Referenced in Channelpedia wiki pages of: none

Automatically associated channels: Cav1.1

Title: Acetazolamide opens the muscular KCa2+ channel: a novel mechanism of action that may explain the therapeutic effect of the drug in hypokalemic periodic paralysis.

Authors: D Tricarico, M Barbieri, D C Camerino

Journal, date & volume: Ann. Neurol., 2000 Sep , 48, 304-12

PubMed link:

Acetazolamide is a thiazide derivative clinically used in skeletal muscle disorders related to altered K+ homeostasis such as the periodic paralyses. The mechanism of action responsible for the therapeutic effects of the drug is still unknown, however. In the present work, we investigated the mechanism of action of acetazolamide in the K-deficient diet rat, an animal model of human hypokalemic periodic paralysis (hypoPP). The in vivo administration of 2.8- and 5.6-mg/kg(-1)/day(-1) concentrations of acetazolamide to K-deficient diet rats prevented paralysis and depolarization of the fibers induced by insulin. In the acetazolamide-treated animals, intense sarcolemma Ca2+-activated K+ channel (KCa2+) activity was recorded. Acetazolamide also restored the serum K+ levels to control values.
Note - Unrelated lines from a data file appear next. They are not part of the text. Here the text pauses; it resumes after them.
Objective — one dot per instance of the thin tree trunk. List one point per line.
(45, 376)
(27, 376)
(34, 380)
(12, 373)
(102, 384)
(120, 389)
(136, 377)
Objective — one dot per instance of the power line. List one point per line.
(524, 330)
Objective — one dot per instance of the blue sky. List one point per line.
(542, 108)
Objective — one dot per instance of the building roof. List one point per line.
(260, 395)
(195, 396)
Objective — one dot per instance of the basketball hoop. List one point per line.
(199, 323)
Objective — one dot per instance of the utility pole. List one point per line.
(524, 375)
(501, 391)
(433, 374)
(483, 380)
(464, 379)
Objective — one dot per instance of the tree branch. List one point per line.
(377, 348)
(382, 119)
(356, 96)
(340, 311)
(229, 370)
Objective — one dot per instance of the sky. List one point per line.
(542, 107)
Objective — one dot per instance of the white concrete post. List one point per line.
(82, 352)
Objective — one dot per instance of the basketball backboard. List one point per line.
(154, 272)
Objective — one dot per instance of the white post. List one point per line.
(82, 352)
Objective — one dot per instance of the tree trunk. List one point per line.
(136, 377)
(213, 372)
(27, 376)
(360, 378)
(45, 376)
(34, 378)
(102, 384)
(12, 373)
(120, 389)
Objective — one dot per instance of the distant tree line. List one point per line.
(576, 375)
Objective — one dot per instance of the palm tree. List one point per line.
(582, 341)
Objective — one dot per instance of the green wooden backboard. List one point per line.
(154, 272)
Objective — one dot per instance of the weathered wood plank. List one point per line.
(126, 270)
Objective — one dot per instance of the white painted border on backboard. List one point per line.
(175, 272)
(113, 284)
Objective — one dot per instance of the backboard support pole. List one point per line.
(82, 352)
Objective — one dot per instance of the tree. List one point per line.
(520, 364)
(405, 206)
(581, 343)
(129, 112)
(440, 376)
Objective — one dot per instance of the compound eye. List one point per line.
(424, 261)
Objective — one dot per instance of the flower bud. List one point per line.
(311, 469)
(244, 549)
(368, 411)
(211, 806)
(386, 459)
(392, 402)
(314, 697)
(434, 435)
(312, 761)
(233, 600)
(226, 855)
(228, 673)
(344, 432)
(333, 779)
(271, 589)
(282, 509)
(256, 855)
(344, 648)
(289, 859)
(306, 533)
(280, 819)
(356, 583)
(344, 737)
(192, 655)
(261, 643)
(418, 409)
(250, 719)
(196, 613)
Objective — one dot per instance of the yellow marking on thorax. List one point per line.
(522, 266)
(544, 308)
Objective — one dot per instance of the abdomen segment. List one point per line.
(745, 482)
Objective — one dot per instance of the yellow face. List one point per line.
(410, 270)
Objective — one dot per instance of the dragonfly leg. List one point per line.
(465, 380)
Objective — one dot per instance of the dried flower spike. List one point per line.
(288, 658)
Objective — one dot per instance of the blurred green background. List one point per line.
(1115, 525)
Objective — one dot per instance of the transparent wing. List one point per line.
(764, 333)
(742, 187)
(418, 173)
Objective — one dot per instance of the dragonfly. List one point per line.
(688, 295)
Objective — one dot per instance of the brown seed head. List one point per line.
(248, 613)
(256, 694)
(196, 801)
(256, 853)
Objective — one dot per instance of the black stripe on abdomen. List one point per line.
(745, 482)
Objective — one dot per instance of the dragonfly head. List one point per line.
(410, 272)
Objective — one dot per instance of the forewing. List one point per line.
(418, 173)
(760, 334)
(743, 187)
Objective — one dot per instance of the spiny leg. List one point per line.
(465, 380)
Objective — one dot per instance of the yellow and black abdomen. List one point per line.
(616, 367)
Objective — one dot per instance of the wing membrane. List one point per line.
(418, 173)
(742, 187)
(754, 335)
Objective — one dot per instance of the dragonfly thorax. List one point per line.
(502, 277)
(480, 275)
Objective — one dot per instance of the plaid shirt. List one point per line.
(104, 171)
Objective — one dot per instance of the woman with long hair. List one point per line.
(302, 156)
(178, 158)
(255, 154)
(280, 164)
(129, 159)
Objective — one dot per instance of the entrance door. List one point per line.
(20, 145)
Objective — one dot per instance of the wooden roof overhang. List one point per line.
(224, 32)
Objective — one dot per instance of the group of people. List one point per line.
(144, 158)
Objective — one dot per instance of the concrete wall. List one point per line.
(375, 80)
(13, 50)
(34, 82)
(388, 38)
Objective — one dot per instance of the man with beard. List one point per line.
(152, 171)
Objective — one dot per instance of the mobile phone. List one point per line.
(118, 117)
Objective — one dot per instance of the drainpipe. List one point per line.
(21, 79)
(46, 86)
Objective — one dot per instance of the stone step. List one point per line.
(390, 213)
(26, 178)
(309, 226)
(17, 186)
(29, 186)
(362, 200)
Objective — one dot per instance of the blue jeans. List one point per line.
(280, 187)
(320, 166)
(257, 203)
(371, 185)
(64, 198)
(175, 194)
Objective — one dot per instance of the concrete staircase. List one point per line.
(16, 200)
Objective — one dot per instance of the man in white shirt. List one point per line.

The concentrations of acetazolamide needed to enhance the KCa2+ current by 50% in vitro were 6.17 and 4.01x10(-6) M at -60 and +30 mV of membrane potentials, respectively. In normokalemic animals, the thiazide derivative enhanced the KCa2+ current with similar efficacy. Our data demonstrate that the therapeutic effects of acetazolamide in the K-deficient diet rats and possibly in human hypokalemic periodic paralysis patients can be mediated by activation of the KCa2+ channel.